Handling business disputes between partners

Starting a partnership can be a great way to get your business idea up and running. Working with a partner gives you the advantage of having someone else helping out and contributing to the costs and efforts involved in running a business.

However, business partnerships can also be breeding grounds for conflict, even if your partner is your best friend. Having a game plan for handling conflict and disputes over a business partnership could make the situation more manageable.

Get it in writing

A written partnership agreement acts as a roadmap for all parties. It outlines who has control over business decisions, each partner's responsibilities and compensation. Such agreements can also cover how the partnership may change or evolve over time. For example, outlining how the percentage of ownership will change if another partner comes on board in advance could make the decision to add another partner simpler. Such agreements can also include information on how the partnership can end.

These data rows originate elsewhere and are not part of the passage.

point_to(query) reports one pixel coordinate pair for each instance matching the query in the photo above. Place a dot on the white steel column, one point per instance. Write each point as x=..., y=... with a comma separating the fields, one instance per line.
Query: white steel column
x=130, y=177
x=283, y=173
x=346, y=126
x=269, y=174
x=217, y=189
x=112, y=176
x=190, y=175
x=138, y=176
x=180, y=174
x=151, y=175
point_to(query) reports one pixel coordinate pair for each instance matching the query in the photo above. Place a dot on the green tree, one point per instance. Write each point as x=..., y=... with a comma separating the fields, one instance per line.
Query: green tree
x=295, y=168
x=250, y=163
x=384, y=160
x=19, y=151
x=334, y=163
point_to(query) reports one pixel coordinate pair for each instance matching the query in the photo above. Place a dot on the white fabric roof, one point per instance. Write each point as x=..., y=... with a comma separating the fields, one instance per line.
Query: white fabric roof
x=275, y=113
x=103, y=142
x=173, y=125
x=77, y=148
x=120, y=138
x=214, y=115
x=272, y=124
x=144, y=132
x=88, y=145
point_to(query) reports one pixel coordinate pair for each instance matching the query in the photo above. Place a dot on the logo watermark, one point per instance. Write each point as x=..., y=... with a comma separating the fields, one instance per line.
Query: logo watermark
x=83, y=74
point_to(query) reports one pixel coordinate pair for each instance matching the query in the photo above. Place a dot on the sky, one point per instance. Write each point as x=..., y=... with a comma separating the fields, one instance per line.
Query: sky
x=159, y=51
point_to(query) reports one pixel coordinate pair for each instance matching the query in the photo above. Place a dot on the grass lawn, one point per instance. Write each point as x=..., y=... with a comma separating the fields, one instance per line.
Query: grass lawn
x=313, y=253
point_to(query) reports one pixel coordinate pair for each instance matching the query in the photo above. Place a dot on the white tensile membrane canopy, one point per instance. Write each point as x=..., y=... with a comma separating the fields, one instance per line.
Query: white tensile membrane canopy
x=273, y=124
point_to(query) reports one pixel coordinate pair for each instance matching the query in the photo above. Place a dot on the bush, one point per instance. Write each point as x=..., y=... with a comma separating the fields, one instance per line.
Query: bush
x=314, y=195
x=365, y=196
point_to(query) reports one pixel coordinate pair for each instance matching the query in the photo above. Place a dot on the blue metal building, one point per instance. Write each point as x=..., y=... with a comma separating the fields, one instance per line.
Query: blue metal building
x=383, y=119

It can seem awkward to discuss the dissolution of your partnership, but it is typically easier to have these conversations now while everyone has a level head than later when a dispute arises. Remember, a partnership agreement is just a tool to help your business succeed; this is your roadmap so take the time to make it great. While you can draft an agreement yourself, it can be smart to have it reviewed by an attorney before the parties sign. An attorney can spot any potential problems in the document and advise practical changes.

Settling disputes

When a dispute arises, you need to ask yourself and your partner if you can settle the dispute and continue your partnership. In cases of fraud or embezzlement that will probably not be an option. However, for small conflicts, simply attempting to talk about the problem and find common ground might do the trick. Perhaps your partner is concerned about how the business is functioning and feels the risk/reward ratio is out of balance.

It might be best to handle this outside of working hours when there are fewer distractions. You want to focus on getting to the root of the problem rather than just winning an argument. You could also ask for outside help in the form of a mediator to help settle the dispute.

It is a good practice to periodically access your goals and review your partnership agreement. If you no longer envision the same future for your business, it may be time to consider ending the partnership. To end the partnership, typically one partner must buy out the other or both partners must agree to sell to a third party. Sometimes moving on and cutting your losses is all you can do, but first attempting conflict resolution just might save your partnership.